Final exam details
Final Report Requirements
The goal of the
final presentation is to continue to work on the selected AI system (i.e. an AI-product and or an AI-based service) used in healthcare, and finish the evaluation process.
Scope
The report must be delivered using the same google slides presentation. The new part must be min minimum of 8-10 min long, including references (included in notes of slides) — estimated 4-5 slides The FINAL report should cover the following 5 points:
1. Identify any CLAIMS made by the producer of the AI system
According to the definition provided by Brundage et al. (2020, p.65) “Claims are assertions put forward for general acceptance. They’re typically statements about a property of the system or some subsystem. Claims asserted as true without justification are assumptions, and claims supporting an argument are subclaims.” Furthermore “AI developers regularly make claims regarding the properties of AI systems they develop as well as their associated societal consequences. Claims related to AI development might include, e.g.:
We will adhere to the data usage protocols we have specified;
The cloud services on which our AI systems run are secure;
We will evaluate risks and benefits of publishing AI systems in partnership with appropriately qualified third parties;
We will not create or sell AI systems that are intended to cause harm;
We will assess and report any harmful societal impacts of AI systems that we build; and
Broadly, we will act in a way that aligns with society’s interests.”(Brundage et al., 2020, p.64)

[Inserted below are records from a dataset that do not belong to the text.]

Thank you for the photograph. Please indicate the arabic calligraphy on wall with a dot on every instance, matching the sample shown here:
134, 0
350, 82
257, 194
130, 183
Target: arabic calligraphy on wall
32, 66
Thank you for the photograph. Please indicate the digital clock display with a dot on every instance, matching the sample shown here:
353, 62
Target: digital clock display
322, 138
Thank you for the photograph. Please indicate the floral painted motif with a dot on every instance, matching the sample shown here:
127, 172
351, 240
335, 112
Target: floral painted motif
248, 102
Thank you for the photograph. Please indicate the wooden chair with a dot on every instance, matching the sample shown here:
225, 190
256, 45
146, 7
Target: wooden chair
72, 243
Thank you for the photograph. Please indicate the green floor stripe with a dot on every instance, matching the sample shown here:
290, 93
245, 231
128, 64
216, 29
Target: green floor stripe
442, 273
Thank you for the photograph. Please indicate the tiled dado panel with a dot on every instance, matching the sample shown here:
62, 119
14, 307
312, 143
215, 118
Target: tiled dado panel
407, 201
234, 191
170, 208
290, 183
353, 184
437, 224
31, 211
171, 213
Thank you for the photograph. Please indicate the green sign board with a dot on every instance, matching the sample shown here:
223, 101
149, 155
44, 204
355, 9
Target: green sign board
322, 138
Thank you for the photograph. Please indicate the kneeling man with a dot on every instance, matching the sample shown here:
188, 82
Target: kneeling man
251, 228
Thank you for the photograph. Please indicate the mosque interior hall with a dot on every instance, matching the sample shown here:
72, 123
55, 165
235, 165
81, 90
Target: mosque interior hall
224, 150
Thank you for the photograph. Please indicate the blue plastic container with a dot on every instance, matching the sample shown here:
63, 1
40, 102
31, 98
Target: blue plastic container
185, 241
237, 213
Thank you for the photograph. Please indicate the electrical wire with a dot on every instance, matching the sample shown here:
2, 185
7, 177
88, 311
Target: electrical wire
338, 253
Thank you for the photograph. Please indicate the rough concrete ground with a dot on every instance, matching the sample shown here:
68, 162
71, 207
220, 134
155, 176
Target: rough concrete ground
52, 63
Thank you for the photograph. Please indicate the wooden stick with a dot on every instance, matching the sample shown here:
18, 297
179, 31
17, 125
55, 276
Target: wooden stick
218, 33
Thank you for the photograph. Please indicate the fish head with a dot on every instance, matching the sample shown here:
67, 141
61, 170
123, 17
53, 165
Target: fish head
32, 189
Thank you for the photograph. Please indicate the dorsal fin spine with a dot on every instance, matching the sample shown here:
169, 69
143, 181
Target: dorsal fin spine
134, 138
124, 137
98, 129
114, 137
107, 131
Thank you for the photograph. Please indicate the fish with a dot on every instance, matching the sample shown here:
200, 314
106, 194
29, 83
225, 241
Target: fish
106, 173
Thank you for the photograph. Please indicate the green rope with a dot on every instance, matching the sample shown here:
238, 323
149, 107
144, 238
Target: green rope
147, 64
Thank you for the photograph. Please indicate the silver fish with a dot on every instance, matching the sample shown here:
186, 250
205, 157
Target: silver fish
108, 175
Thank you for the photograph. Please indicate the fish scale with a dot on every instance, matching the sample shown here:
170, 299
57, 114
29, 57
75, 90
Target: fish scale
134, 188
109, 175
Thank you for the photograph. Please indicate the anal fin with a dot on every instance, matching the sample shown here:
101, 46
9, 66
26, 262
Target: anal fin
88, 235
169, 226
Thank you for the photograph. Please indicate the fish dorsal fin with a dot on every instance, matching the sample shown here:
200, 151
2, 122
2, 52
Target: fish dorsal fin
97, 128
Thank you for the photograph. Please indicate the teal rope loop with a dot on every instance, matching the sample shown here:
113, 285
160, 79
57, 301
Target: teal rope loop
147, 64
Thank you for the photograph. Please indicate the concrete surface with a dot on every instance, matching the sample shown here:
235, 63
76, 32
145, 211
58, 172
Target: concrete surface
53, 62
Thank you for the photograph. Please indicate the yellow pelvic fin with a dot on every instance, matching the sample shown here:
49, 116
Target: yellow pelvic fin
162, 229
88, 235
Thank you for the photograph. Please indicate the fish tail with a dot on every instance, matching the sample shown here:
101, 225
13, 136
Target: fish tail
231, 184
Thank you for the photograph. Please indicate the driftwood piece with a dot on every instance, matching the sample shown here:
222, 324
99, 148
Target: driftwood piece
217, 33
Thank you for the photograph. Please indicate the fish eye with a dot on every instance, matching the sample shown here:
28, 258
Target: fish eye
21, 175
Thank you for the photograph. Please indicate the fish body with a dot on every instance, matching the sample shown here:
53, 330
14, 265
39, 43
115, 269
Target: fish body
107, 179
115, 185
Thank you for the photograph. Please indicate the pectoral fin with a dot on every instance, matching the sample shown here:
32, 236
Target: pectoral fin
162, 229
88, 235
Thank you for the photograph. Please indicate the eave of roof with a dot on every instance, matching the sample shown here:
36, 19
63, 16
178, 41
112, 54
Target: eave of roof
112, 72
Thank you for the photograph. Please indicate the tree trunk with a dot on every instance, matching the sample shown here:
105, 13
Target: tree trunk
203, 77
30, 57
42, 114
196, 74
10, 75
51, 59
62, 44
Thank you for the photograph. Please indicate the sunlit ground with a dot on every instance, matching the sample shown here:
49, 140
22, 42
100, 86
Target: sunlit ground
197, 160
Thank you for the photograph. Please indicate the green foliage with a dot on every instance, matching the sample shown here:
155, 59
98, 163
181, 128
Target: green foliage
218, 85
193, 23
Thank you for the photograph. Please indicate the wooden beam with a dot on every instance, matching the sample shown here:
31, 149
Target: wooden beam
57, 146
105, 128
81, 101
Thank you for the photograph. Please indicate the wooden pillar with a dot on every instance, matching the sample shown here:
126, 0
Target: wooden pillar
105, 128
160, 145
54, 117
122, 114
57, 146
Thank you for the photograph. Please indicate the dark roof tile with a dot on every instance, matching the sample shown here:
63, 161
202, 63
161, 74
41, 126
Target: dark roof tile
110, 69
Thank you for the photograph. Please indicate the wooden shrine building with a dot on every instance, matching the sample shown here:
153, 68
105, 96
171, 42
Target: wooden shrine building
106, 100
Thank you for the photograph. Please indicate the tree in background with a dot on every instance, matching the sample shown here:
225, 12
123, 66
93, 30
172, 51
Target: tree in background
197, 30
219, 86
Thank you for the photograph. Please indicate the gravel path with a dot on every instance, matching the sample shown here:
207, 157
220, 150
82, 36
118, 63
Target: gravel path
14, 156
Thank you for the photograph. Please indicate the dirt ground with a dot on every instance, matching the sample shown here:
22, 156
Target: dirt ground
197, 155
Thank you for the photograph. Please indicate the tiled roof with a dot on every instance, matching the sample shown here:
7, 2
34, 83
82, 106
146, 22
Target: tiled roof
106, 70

2. Develop of an evidence base
Following Brundage et al. (2020), this step consists of reviewing and creating an evidence base to verify/support any claims made by producers of the AI system and other relevant stakeholders:
“Evidence serves as the basis for justification of a claim. Sources of evidence can include the design, the development process, prior experience, testing, or formal analysis” (Brundage et al., 2020, p.65) and “Arguments link evidence to a claim, which can be deterministic, probabilistic, or qualitative. They consist of “statements indicating the general ways of arguing being applied in a particular case and implicitly relied on and whose trustworthiness is well established” [144], together with validation of any scientific laws used. In an engineering context, arguments should be explicit” (Brundage et al. 2020, p.65)
NOTE:You can for example use the “helping hand” from the Claims, Arguments, and Evidence (CAE) framework (Adelard LLP, 2020)
3. Map Ethical issues to Trustworthy AI Areas of Investigation
The basic idea of the process in this step is to identify from the list of ethical issues which areas require inspection. Therefore map Ethical issues to some or all of the seven requirements for trustworthy AI:
– Human agency and oversight,
– Technical robustness and safety,
– Privacy and data governance,
– Transparency,
– Diversity, non-discrimination and fairness,
– Societal and environmental wellbeing
– Accountability
(High-Level Expert Group on Artificial Intelligence, 2019, p.14)
4. Use the ALTAI web tool to answer the questions for the corresponding areas of trustworthy AI that you have mapped
5. Critically evaluate the result of the ALTAI assessment if it is relevant for the use case you have chosen. Motivate your analysis.
Grading
Each team receives 0-5 points for the final report.To pass the course you need to receive at least one point for both the mid-term and the final report and have a total of at least 3 points.The points will then be translated into a grade (more points = better grade).